Clubs have part time regional scouts who watch games and report back. My assumption is they will do the same thing for a number of clubs and go with a brief in mind to look for certain things for a certain team, or watch players on a tip off from someone else before recommending them to someone next in line. The same thing with youth teams and district/county trial matches.
Pushy agents tout their client around from club to club, arrange trial trips to a country and a week at various clubs to get him a move. More of these and there is no need for scouts to go anywhere, the players come to you.
On top of that there are independent companies who compile footage of players and send the DVDs to clubs. My friend used to do this for the Belgian and French leagues, Spurs was an occasional client although I don't know who they were looking at - if anyone. It may have been potential Europa/CL opponents.
No doubt games like Football Manager have been used by teams, maybe not to sign someone based on a 20 season game as Spurs manager but as a guide to research further into the player. England has a problem whereby Brazilians or Argentinians have a language barrier (although they seem happy to go to Ru$$ia for a while) and a visa issue to overcome, as well as the common third-party ownership outlawed by the PL. It does mean losing out on talents to other leagues or having to delay signings of prospects for a year or so where a lot can change - injury, ownership %, development.
So many games are televised, if you go to the popular streaming sites you will see games from all over the world at all levels.
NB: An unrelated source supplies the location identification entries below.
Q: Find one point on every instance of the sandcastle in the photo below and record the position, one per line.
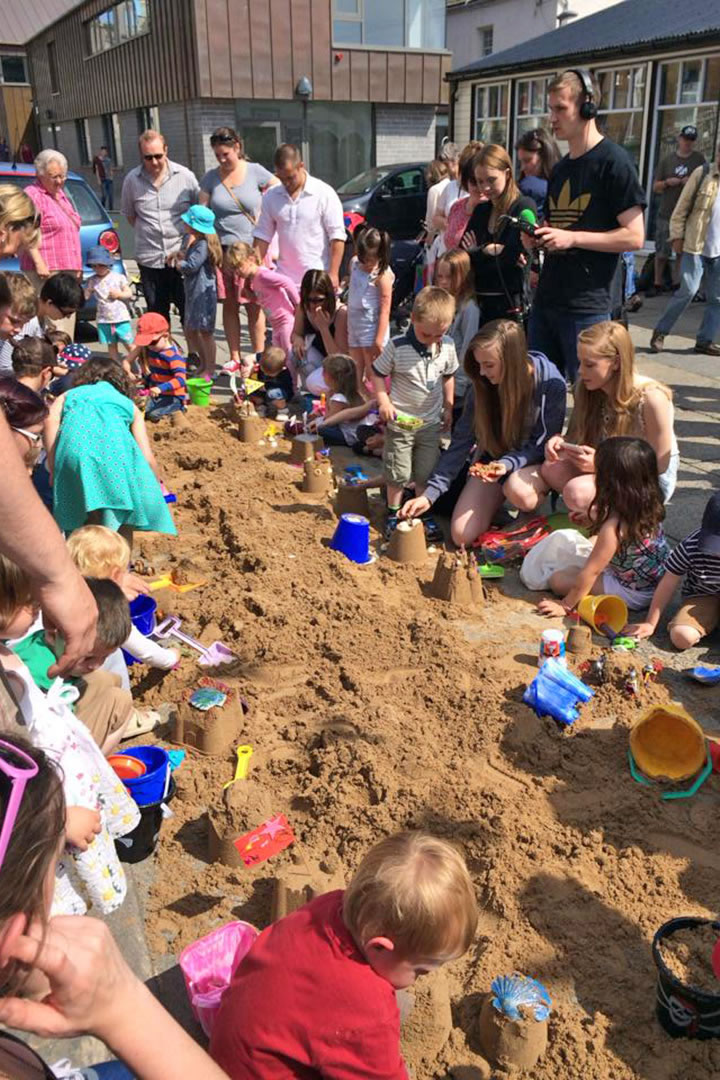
(407, 542)
(457, 579)
(250, 426)
(318, 476)
(304, 447)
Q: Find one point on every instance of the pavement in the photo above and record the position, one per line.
(695, 381)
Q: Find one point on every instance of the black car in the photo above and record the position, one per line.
(388, 197)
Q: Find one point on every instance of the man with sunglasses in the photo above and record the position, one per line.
(154, 197)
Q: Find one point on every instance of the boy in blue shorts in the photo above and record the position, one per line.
(110, 288)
There are very few players that are 'unknown' to clubs, but buying them is getting harder and harder.
There is a scene in the Moneyball movie where the old baseball scouts sit around with Brad Pitt and Jonah Hill pleading their case and justifying their job.. stats can't see what we see, they don't have the judgment that we have, etc etc. Maybe but judgment is wrong as well, all signings are a risk. High performing players in low performing teams represent value and are worth following up, watching a game in isolation doesn't show that either. Wenger was tipped off about Vermaelen and sent his scouts to watch him so many times, often when he was a full back. The scouts said he was average or worse. Then they went back and saw him play at centre back and he was much better. If it was just on scouting they wouldn't have signed him.
I think what is more important than scouting now is having good relationships with clubs. As the wealth becomes concentrated at the top there will be others who need to sell year on year, being top of the list when chairmen need to make a call is valuable. Maybe more valuable than sending someone off to watch a game on a Saturday or Wednesday night.
Also, developing the recruitment network for the academy. Actual talent rather than just size and strength. Getting the prospects first, seeing things in a kid that others don't. This can be done through the schools I suppose.. no doubt Spurs do all these things, I just think the expectation placed upon a scouting network is more than it should be and the thinking is outdated.